General Discussion
In reply to the discussion: Marriage tips from a rapist, on ABC [View all]sub.theory
(652 posts)I know you don't support domestic violence, and I'm not trying to suggest that you do. I know you wouldn't and I am using that to try and show you that this situation is quite similar. Just because he married her doesn't change the fact that she raped him. Just as a woman marrying an abusive man her doesn't change the fact that he beats her. It is wrong and there is no possible justification for it.
I don't think that anyone is trying to separate these two people and no one even stopped them from marrying. What everyone here, including myself, are reacting to is the denial that this is rape. It is rape. It may not seem like it's a big deal, but it is. If you have trouble seeing that, you are certainly not alone, because it is not uncommon in our society. This is why we have to keep speaking up about it, because people need to know that this is wrong. It's a good thing that you are feeling unsure now, because it means that you are seriously considering what we are saying.

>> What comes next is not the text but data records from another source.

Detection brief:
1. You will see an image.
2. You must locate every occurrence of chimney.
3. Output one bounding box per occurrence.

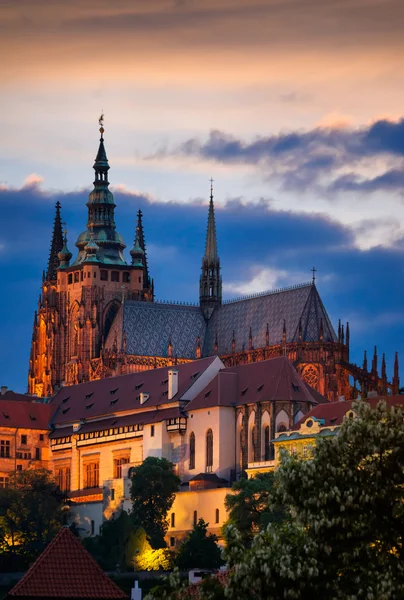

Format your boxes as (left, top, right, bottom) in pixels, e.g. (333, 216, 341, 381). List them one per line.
(1, 386, 8, 396)
(168, 369, 179, 400)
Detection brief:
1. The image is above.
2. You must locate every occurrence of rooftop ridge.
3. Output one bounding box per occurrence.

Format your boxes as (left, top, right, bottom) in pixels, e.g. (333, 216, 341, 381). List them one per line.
(154, 299, 200, 307)
(222, 281, 312, 305)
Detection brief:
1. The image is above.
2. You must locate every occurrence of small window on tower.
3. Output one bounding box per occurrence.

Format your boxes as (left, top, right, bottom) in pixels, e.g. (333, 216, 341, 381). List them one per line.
(100, 270, 108, 281)
(111, 271, 119, 282)
(80, 271, 84, 281)
(138, 277, 141, 283)
(68, 274, 73, 285)
(74, 272, 79, 283)
(123, 272, 130, 283)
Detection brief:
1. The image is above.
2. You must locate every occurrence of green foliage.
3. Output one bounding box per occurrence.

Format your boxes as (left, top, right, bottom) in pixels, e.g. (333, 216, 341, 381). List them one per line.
(130, 456, 180, 549)
(132, 527, 174, 571)
(176, 518, 223, 571)
(0, 469, 64, 569)
(224, 471, 285, 545)
(224, 522, 321, 599)
(273, 399, 404, 598)
(223, 400, 404, 599)
(83, 510, 136, 570)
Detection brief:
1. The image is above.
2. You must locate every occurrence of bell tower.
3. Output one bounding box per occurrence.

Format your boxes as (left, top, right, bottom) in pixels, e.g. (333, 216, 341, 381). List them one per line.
(199, 180, 222, 319)
(28, 116, 153, 396)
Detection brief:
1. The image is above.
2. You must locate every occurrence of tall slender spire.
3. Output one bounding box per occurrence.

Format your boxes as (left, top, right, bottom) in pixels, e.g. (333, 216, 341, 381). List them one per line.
(204, 179, 218, 261)
(46, 201, 64, 281)
(363, 349, 368, 371)
(393, 352, 400, 394)
(200, 179, 222, 318)
(136, 210, 151, 288)
(73, 116, 126, 266)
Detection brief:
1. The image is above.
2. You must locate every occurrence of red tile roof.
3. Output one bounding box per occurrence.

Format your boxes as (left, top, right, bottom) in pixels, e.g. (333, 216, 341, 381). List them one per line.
(294, 395, 404, 429)
(50, 407, 183, 438)
(7, 526, 127, 599)
(0, 400, 55, 430)
(186, 357, 323, 411)
(1, 390, 40, 402)
(51, 357, 217, 425)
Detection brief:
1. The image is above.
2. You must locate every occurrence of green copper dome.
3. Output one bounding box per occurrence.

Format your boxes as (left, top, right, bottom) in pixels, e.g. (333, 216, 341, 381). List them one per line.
(72, 123, 127, 267)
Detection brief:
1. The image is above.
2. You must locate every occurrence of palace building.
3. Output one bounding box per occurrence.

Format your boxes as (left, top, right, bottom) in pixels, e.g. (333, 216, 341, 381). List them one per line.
(28, 122, 399, 402)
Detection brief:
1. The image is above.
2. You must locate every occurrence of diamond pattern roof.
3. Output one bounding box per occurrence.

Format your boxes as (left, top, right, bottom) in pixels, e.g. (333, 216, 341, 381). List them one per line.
(105, 284, 336, 359)
(105, 301, 206, 359)
(204, 283, 337, 355)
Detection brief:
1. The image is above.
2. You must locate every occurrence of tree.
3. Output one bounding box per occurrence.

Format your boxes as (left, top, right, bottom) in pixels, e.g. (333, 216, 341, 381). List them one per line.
(223, 400, 404, 599)
(0, 469, 64, 568)
(224, 471, 285, 545)
(130, 457, 180, 548)
(83, 510, 136, 570)
(176, 518, 223, 571)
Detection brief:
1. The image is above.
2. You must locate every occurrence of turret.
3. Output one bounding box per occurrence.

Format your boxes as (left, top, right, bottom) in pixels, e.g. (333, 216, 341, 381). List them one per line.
(46, 201, 64, 281)
(393, 352, 400, 394)
(199, 180, 222, 319)
(58, 226, 73, 268)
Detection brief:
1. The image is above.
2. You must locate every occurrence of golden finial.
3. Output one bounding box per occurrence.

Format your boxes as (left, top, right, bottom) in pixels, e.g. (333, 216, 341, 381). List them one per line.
(98, 112, 104, 136)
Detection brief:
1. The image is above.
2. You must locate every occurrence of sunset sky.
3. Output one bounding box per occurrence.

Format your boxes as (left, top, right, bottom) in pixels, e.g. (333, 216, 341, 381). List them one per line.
(1, 0, 404, 391)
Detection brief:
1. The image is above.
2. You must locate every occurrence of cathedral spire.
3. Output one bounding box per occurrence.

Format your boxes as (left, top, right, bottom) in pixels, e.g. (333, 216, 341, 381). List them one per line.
(46, 201, 64, 281)
(393, 352, 400, 394)
(199, 180, 222, 318)
(130, 221, 144, 267)
(136, 210, 151, 288)
(204, 179, 218, 261)
(73, 116, 126, 266)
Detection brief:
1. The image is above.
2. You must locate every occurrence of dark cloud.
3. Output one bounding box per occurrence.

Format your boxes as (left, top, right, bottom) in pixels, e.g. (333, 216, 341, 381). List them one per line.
(330, 169, 404, 193)
(1, 184, 404, 391)
(160, 118, 404, 193)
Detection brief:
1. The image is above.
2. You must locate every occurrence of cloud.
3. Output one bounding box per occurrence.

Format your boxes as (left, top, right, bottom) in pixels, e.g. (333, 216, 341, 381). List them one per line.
(23, 173, 45, 189)
(223, 266, 309, 296)
(157, 118, 404, 194)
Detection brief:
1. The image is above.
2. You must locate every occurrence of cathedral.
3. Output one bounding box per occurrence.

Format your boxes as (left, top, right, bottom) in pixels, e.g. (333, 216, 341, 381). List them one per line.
(28, 122, 399, 402)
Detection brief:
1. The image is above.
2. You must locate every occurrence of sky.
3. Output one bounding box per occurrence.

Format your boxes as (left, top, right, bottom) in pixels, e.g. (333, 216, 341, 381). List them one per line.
(1, 0, 404, 391)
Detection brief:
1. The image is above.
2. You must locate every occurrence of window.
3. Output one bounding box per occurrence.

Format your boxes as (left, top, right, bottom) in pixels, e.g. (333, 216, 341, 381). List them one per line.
(206, 429, 213, 472)
(94, 272, 96, 278)
(35, 448, 40, 460)
(189, 432, 195, 470)
(193, 510, 198, 526)
(100, 270, 108, 281)
(74, 272, 79, 283)
(111, 489, 115, 501)
(56, 467, 71, 492)
(0, 440, 10, 458)
(171, 513, 175, 528)
(123, 272, 130, 283)
(170, 537, 176, 548)
(151, 425, 155, 437)
(91, 520, 95, 535)
(114, 456, 130, 479)
(39, 434, 44, 441)
(21, 435, 27, 445)
(68, 274, 73, 284)
(111, 271, 120, 282)
(80, 271, 84, 281)
(0, 476, 9, 488)
(17, 465, 22, 471)
(84, 462, 99, 488)
(264, 426, 270, 461)
(215, 509, 220, 524)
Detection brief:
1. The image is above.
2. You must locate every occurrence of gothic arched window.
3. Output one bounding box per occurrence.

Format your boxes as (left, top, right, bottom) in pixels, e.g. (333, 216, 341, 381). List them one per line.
(103, 302, 120, 341)
(264, 425, 270, 461)
(189, 432, 195, 470)
(206, 429, 213, 472)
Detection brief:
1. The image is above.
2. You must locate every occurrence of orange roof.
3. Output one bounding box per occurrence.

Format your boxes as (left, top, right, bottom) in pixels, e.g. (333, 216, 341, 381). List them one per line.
(294, 395, 404, 429)
(7, 527, 127, 599)
(0, 400, 55, 429)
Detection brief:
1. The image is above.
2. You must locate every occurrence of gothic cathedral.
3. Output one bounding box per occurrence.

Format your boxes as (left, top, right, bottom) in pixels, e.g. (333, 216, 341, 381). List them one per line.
(28, 123, 399, 401)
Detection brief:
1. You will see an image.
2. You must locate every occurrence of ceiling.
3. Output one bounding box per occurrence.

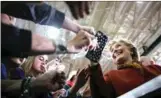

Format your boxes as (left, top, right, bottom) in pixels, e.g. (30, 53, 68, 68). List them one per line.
(15, 1, 161, 72)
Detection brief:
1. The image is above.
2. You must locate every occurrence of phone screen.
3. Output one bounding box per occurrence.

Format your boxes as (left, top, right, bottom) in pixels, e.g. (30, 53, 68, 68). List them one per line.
(85, 31, 108, 62)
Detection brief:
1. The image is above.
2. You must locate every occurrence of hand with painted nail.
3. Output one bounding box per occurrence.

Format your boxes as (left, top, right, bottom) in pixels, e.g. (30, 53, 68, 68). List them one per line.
(67, 30, 95, 53)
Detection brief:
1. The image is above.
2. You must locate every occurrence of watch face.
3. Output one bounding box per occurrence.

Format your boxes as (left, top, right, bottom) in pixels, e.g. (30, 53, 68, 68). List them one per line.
(58, 45, 67, 51)
(55, 45, 68, 54)
(90, 63, 98, 67)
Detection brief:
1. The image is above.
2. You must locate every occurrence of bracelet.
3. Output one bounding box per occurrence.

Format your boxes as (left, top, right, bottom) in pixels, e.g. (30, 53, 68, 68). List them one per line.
(20, 77, 32, 98)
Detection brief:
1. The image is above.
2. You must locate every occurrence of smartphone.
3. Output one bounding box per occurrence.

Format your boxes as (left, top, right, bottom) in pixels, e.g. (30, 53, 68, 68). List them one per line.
(85, 31, 108, 62)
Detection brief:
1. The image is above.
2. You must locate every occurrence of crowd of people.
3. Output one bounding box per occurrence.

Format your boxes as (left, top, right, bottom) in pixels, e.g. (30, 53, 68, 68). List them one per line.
(1, 1, 161, 98)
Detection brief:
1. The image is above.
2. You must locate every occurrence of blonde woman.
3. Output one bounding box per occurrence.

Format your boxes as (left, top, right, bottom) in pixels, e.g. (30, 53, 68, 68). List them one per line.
(21, 55, 48, 77)
(89, 39, 161, 98)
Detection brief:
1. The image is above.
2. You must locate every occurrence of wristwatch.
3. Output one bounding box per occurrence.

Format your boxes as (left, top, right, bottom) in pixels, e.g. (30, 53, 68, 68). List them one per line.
(52, 40, 69, 54)
(90, 61, 99, 67)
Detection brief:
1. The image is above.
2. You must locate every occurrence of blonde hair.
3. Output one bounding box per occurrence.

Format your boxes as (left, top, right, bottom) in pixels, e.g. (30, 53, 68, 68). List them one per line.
(21, 56, 38, 77)
(109, 39, 140, 62)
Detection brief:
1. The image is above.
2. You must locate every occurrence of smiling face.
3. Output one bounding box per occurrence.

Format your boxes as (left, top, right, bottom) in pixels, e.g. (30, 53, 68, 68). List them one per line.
(32, 55, 48, 73)
(110, 42, 133, 65)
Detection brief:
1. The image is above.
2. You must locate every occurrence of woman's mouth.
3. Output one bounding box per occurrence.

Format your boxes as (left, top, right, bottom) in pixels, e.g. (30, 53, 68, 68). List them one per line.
(40, 65, 45, 73)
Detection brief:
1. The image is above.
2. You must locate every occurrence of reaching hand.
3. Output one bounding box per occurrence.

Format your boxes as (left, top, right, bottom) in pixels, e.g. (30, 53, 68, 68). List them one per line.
(67, 30, 94, 53)
(80, 26, 99, 51)
(31, 70, 66, 92)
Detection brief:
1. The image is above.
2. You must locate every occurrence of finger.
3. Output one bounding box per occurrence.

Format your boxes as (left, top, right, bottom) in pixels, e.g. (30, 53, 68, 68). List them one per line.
(79, 30, 95, 41)
(85, 74, 89, 79)
(84, 67, 88, 74)
(67, 2, 79, 19)
(73, 2, 80, 19)
(76, 69, 80, 75)
(76, 39, 90, 49)
(79, 2, 84, 18)
(78, 68, 84, 75)
(84, 31, 95, 40)
(85, 1, 90, 15)
(82, 26, 96, 35)
(87, 37, 92, 47)
(78, 30, 93, 41)
(84, 46, 88, 51)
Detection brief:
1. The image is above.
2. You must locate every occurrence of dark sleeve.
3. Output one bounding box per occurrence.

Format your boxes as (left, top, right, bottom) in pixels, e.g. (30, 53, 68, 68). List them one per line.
(90, 64, 116, 98)
(2, 23, 31, 58)
(1, 1, 65, 28)
(2, 23, 56, 58)
(10, 68, 25, 79)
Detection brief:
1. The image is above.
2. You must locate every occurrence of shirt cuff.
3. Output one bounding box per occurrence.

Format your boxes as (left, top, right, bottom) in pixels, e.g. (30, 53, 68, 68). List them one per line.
(52, 9, 65, 28)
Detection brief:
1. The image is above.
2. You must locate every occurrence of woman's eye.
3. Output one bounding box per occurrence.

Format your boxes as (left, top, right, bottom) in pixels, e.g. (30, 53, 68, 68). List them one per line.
(111, 49, 114, 52)
(117, 44, 121, 48)
(45, 61, 48, 64)
(39, 57, 44, 61)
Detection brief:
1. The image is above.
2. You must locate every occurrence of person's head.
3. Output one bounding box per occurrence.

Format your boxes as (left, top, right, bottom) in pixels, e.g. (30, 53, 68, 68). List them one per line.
(21, 55, 48, 77)
(1, 13, 16, 25)
(140, 56, 155, 66)
(109, 39, 139, 66)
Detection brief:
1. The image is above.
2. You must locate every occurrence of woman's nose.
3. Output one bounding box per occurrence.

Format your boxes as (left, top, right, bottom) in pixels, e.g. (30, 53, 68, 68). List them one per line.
(41, 61, 46, 66)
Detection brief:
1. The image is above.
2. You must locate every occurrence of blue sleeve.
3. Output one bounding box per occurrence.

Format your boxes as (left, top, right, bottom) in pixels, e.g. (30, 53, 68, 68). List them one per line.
(2, 1, 65, 28)
(1, 63, 7, 79)
(10, 67, 25, 79)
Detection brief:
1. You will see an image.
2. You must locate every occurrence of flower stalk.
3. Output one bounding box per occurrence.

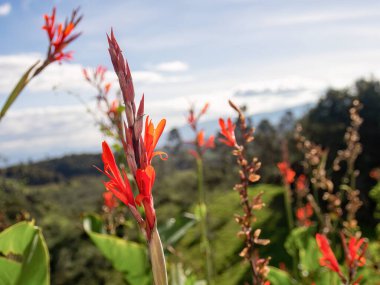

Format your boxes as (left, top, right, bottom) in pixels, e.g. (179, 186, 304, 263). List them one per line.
(187, 102, 215, 284)
(0, 7, 82, 120)
(97, 30, 168, 285)
(219, 100, 270, 285)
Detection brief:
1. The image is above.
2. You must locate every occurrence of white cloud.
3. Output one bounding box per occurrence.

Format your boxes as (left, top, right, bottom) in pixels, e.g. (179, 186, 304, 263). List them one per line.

Rape is a horrific crime that causes lifelong scars. It is one of the most depraved, most vile crimes possible. This is an issue that deeply impacts me and it has tremendous personal significance, because there is a woman very close to me that has been raped and was sexually abused as a child. I have seen with my own eyes the damage that has been done and how it affects her to this day. She still sometimes wakes up screaming at nights having nightmares. It is just impossible to overstate how damaging rape is, and I think it is something that many people don't understand unless they closely know someone who has been raped. I probably wouldn't fully understand either how it forever changes lives if I hadn't seen it firsthand. I am most certainly not trying to minimize rape - far, far from it. I am trying to treat it with the deadly seriousness that it deserves, and that is why I am being so insistent that this is rape.